I love Leonard Cohen. If there is a man who has influenced my writing the most in the past 3 to 4 years, its Leonard Cohen. If there is a man who is responsible for reviving my love for writing and reading poetry, its Leonard Cohen.
I have read two of his books, The Flame & The Book of Longing and I've listened to all of his albums multiple times. As a matter of fact, as I'm writing this piece, the final track of his album, Dear Heather (2004), is playing on the speaker; Tennesee Waltz (Live at Montreux Jazz Festival).
I wrote my first poem in the first standard, when I had an altercation with my music "teacher", and by the end of the affair I had declared that I could write a better song than the faecal propaganda written on the blackboard. That was my first run-in with the authority and my first dabble in writing creatively, even though it was my protest than my artistic expression. Time went by and I had lost my patience for poetry and school only worsened the wound.
Until years later, in 2019, when I watched a romance film by the title of, Take this Waltz (2011). I loved the film, but more so, I loved the track which they needle-dropped in its climactic sequence. I was absolutely gobsmacked. And its not an hyperbole when I say that all the breath was taken from me. I had never heard such lyrics, such voice, such music.
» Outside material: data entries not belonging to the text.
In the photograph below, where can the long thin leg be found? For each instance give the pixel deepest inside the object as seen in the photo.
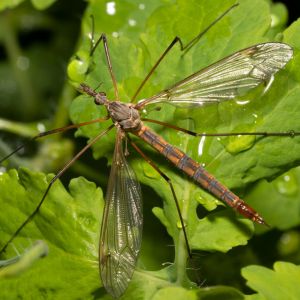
(290, 133)
(183, 48)
(58, 175)
(107, 55)
(53, 131)
(168, 180)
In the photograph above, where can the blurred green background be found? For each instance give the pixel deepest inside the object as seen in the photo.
(37, 40)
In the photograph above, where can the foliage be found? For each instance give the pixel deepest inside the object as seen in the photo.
(70, 218)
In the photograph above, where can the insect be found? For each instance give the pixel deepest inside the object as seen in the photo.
(121, 230)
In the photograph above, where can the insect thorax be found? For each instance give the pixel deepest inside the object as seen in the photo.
(125, 115)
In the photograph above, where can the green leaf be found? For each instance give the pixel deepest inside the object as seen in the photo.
(38, 4)
(280, 283)
(9, 4)
(235, 161)
(68, 222)
(137, 35)
(42, 4)
(282, 195)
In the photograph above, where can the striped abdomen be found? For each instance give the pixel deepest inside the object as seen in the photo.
(198, 173)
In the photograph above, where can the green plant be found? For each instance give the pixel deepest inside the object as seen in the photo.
(70, 219)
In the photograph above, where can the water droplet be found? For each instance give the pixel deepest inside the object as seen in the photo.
(236, 144)
(286, 184)
(242, 102)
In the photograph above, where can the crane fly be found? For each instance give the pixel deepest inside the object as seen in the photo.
(121, 230)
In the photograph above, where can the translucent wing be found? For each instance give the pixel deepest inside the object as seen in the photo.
(227, 78)
(121, 231)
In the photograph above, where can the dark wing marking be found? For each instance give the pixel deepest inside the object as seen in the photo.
(227, 78)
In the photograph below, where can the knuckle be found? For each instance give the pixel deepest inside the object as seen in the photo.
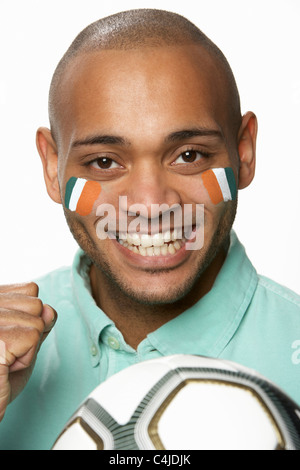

It was dark and it was gentle and the world was anew!
I searched for the track and discovered that the film was named after the song itself and it was written and sung by a man by the name of Leonard Cohen, who had died in 2016, the same year my father had died. Leonard's songs are a comfort to me, especially this month, when my dearest friends are leaving our town for greener pastures. Leonard doesn't take away my loneliness but Leonard puts an arm around me and declares that he is lonely too. And thus, the two of us sit in the dark, writing and drinking and looking at the light.
Instead of a review for the documentary about the man, its a love letter to the man. And if there is any man who deserves it, its Leonard Cohen.